Bermuda's size, relatively high-density population and half million visitors per year inevitably cause stress on the environment. Overfishing, for example, has devastated the island's commercial fishing possibilities. Fortunately increased environmental awareness and legislation have succeeded in protecting and re-introducing some species - notably turtles.
Bermuda enjoys a mild, agreeable climate because of the warming effects of the Gulf Stream. The average annual high temperature is 75°F (23°C), while the average annual low is 68°F (20°C). Humidity is high year round and rainfall is evenly distributed, with no identifiable wet season.
This frost-free climate means the island is abloom with colourful flowers like bougainvillea, hibiscus and oleander (which was brought to Bermuda in 1790 - the same year Hamilton was established).
The Bermuda Cedar, Juniperus Bermudiana, was driven to the brink of extinction in the 1940s by the introduction of two alien insects. After the blight, only one percent of the original forest was still standing. The near-extinction of the Bermuda cedar did drive two other species to extinction: a cicada and a moth that were dependent on Bermuda cedar forests.
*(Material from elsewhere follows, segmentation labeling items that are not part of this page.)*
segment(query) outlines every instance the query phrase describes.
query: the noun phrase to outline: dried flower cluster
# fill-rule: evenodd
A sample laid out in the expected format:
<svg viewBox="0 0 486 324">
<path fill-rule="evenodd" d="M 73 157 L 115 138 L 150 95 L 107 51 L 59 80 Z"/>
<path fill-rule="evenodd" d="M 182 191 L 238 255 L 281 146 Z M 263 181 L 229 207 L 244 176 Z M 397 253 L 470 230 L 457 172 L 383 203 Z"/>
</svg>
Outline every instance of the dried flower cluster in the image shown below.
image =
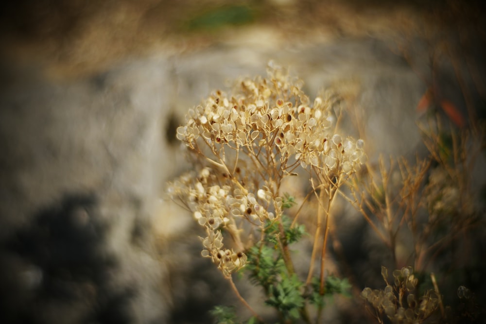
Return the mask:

Bermuda has no native land mammals; the endemic Bermuda rock lizard was the only nonmarine land animal on Bermuda prior to human contact. The island now has a variety of introduced lizards, a couple of types of whistling tree frog, and a giant toad mostly seen squashed on the road - hence its nickname 'road toad.'
Bermuda has the northernmost corals found in the Atlantic, and they attract a variety of colorful tropical creatures such as angelfish, triggerfish and the clown wrasse. Unfortunately, jellyfish-like Portuguese man-of-wars are also found in Bermuda's waters between March and July; a brush with one of these guys and you'll know the meaning of pain.